Niet het laatste gevolg van de Richtlijn oneerlijke handelspraktijken

Het oude verbod op gezamenlijke aanbiedingen is gesneuveld in 2009, de sperperiode (oude versie, maar mogelijks ook nieuwe versie) in 2012. De Belgische reglementering op de handelspraktijken (of marktpraktijken) laat hierdoor al veel meer vrijheid aan ondernemingen, maar hier houdt het vermoedelijk niet op. Op dit ogenblik staan nog verschillende andere regels m.b.t. marktpraktijken ter discussie en over een aantal zijn al prejudiciële vragen gesteld (door nationale rechters, niet noodzakelijk Belgische).
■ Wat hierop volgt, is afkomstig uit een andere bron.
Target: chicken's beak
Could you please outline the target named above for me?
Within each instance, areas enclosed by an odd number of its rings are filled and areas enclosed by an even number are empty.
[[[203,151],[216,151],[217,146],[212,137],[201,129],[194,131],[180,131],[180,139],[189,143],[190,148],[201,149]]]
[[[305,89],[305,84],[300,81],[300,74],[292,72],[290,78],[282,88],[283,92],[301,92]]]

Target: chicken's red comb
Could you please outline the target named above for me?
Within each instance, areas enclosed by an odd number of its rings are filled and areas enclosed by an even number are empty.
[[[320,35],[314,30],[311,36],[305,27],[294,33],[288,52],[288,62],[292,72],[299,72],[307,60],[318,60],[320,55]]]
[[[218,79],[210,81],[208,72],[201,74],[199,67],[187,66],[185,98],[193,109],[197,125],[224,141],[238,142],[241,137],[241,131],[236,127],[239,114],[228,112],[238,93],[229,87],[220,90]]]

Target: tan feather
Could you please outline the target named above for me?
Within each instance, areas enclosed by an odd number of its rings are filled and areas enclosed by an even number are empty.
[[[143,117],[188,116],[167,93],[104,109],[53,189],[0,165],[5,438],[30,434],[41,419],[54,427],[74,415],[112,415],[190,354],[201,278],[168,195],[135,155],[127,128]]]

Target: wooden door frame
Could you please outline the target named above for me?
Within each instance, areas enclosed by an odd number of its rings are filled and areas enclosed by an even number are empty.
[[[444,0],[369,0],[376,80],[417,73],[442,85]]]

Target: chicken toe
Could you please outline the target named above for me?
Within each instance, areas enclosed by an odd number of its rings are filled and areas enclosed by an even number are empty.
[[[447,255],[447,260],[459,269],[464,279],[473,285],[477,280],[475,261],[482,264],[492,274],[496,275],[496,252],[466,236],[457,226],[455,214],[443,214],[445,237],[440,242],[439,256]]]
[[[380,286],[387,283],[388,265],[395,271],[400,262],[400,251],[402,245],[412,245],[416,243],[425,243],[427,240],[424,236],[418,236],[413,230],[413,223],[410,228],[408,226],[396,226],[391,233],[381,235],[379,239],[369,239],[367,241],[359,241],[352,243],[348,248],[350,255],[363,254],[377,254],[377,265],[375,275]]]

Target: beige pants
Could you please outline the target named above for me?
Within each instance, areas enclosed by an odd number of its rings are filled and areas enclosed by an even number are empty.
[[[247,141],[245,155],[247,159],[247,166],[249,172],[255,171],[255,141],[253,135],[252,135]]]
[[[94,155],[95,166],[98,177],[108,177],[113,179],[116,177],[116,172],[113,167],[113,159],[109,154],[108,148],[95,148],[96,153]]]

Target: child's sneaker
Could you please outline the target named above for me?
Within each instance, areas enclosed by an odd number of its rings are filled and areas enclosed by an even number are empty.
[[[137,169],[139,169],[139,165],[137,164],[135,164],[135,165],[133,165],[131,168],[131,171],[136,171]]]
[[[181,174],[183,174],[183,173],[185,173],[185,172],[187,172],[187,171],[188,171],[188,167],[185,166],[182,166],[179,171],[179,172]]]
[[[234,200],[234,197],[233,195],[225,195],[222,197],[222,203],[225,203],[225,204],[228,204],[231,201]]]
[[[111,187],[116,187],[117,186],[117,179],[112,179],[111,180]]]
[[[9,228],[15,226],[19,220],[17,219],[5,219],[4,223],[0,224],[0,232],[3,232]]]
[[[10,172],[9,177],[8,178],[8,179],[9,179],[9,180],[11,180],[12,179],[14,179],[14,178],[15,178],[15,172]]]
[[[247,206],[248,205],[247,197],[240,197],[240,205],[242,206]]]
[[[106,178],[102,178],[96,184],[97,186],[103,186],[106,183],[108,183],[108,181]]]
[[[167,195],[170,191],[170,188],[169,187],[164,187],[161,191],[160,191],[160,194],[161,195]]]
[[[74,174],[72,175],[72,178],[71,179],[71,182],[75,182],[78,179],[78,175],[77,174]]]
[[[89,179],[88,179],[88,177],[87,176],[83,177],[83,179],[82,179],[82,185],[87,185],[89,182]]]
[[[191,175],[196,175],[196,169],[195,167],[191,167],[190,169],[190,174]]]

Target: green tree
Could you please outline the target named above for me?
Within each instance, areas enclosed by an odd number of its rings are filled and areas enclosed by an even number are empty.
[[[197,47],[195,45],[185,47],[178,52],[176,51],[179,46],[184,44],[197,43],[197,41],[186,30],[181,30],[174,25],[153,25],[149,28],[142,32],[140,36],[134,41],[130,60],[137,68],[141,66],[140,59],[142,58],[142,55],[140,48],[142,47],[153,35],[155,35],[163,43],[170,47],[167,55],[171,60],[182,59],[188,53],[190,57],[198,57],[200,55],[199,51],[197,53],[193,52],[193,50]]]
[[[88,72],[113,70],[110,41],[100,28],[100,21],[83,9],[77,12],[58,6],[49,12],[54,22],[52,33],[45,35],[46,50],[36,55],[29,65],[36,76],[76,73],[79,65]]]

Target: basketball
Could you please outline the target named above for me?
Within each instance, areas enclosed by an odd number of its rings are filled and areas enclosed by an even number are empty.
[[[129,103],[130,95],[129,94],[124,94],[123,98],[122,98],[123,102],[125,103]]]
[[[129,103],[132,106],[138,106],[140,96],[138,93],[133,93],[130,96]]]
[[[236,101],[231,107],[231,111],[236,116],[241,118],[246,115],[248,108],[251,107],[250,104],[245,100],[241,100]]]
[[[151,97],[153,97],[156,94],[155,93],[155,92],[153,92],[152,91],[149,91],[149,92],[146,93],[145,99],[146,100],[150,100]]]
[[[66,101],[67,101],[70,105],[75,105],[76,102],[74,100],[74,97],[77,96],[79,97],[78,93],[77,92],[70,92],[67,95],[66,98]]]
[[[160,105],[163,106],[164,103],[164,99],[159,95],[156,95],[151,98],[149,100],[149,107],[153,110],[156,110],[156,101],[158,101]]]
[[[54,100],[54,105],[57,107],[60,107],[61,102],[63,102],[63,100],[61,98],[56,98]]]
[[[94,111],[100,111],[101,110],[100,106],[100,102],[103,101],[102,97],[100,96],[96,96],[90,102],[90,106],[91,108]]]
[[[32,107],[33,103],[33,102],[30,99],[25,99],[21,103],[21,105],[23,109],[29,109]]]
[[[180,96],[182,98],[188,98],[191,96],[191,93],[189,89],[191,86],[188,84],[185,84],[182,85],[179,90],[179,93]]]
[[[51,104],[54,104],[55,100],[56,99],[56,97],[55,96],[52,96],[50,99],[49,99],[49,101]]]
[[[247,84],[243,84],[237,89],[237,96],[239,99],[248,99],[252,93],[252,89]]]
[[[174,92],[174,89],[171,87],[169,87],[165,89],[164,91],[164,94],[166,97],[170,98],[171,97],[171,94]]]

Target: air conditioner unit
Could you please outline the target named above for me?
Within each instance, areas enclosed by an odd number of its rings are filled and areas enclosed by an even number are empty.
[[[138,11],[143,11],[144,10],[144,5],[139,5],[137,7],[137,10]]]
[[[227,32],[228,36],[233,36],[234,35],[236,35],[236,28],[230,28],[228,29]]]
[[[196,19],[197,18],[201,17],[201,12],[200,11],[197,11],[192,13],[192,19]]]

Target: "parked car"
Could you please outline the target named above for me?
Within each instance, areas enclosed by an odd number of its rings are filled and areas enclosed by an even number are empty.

Te denken valt aan de regels i.v.m. de aankondiging van prijsverminderingen, de regels m.b.t. de uitverkopen, het verbod op het verkoop met verlies en het verbod op gezamenlijke aanbiedingen waarvan één bestanddeel een financiële dienst is. In de (nabije) toekomst zal blijken of ook deze bepalingen dode letter zullen worden en/of zullen verdwijnen.

Een uitgebreide toelichting bij het arrest van het Hof van Cassatie van 2 november 2012 verschijnt in de volgende editie van Balans (30 november 2012).
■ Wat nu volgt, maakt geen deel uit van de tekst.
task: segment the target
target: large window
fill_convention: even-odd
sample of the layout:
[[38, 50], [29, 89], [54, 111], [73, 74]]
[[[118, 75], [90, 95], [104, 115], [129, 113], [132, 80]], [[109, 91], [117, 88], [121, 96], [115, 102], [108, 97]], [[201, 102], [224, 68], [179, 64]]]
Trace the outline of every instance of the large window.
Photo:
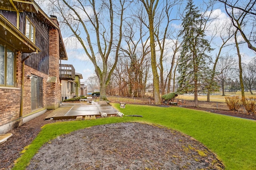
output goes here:
[[31, 41], [35, 43], [35, 26], [27, 18], [26, 18], [26, 20], [25, 35]]
[[0, 86], [14, 86], [14, 52], [0, 45]]
[[31, 78], [31, 110], [43, 107], [43, 79], [32, 75]]

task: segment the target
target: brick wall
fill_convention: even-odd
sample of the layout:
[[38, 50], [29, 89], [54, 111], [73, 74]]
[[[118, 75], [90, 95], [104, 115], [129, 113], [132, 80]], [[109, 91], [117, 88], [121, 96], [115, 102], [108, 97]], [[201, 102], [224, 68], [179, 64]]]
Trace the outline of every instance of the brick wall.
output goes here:
[[16, 53], [15, 87], [0, 88], [0, 126], [17, 120], [20, 117], [21, 59], [21, 53]]
[[[31, 57], [36, 57], [32, 56]], [[35, 70], [32, 67], [25, 65], [24, 78], [24, 93], [23, 100], [23, 116], [30, 113], [31, 110], [31, 79], [28, 78], [27, 75], [30, 76], [34, 75], [43, 78], [43, 107], [46, 107], [46, 100], [47, 96], [46, 81], [48, 76]]]
[[47, 81], [47, 109], [55, 109], [60, 107], [61, 100], [59, 79], [60, 45], [58, 30], [50, 29], [49, 33], [49, 78]]

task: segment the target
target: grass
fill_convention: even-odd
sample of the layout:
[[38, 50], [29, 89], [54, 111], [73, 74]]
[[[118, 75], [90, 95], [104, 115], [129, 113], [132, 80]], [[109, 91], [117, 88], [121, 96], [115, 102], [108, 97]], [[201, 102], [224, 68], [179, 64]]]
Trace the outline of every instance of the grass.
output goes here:
[[14, 169], [25, 169], [44, 143], [63, 134], [92, 126], [120, 122], [142, 122], [174, 129], [196, 139], [217, 154], [228, 170], [256, 169], [256, 122], [254, 121], [178, 107], [126, 105], [124, 117], [63, 122], [45, 125], [18, 160]]
[[[246, 97], [250, 96], [255, 96], [256, 94], [256, 92], [253, 91], [252, 92], [253, 95], [251, 94], [250, 92], [244, 92], [244, 96]], [[242, 96], [242, 94], [241, 91], [238, 91], [236, 93], [236, 94], [229, 94], [228, 92], [226, 92], [225, 94], [226, 96]], [[210, 96], [210, 99], [211, 102], [225, 102], [225, 96], [222, 96], [222, 94], [218, 95], [211, 95]], [[194, 94], [191, 95], [179, 95], [176, 98], [178, 98], [181, 99], [184, 99], [185, 100], [194, 100]], [[202, 96], [199, 95], [198, 96], [198, 100], [206, 101], [207, 100], [207, 96]]]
Maandag volgt ook een nieuw bericht met betrekking tot de sperperiode: “De sperperioderegeling in de Wet Marktpraktijken: als het stof is gaan liggen”.

Recht op uw handelsnaam: bescherming zonder registratie

De naam waaronder uw onderneming op de markt actief is, is met zorg gekozen. U koos die naam niet enkel omdat die aantrekkelijk is en klanten kan werven, u koos die naam ook omdat die uw onderneming onderscheidt van de andere ondernemingen actief op de markt. Een concurrent ziet echter in welke mate de naam bekend is en u klanten oplevert. Hij beslist om dezelfde naam te hanteren of een naam die erg lijkt op de naam van uw onderneming. Niet enkel dreigt u klanten te verliezen, u vreest ook dat de naam zelf aan waarde zal inboeten. De naam is echter nergens geregistreerd of gedeponeerd. Wat kan u ondernemen?

De handelsnaam en hoe bescherming verkregen wordt

De handelsnaam kan gelijk zijn aan de naam van de vennootschap, maar dat is niet noodzakelijk het geval. Een handelsnaam is zelfs niet noodzakelijk aan een vennootschap verbonden en kan ook aan bv. een natuurlijke persoon verbonden zijn. Het gaat om de naam waaronder de rechtspersoon of natuurlijke persoon handel drijft, de naam waarmee de onderneming naar buiten treedt.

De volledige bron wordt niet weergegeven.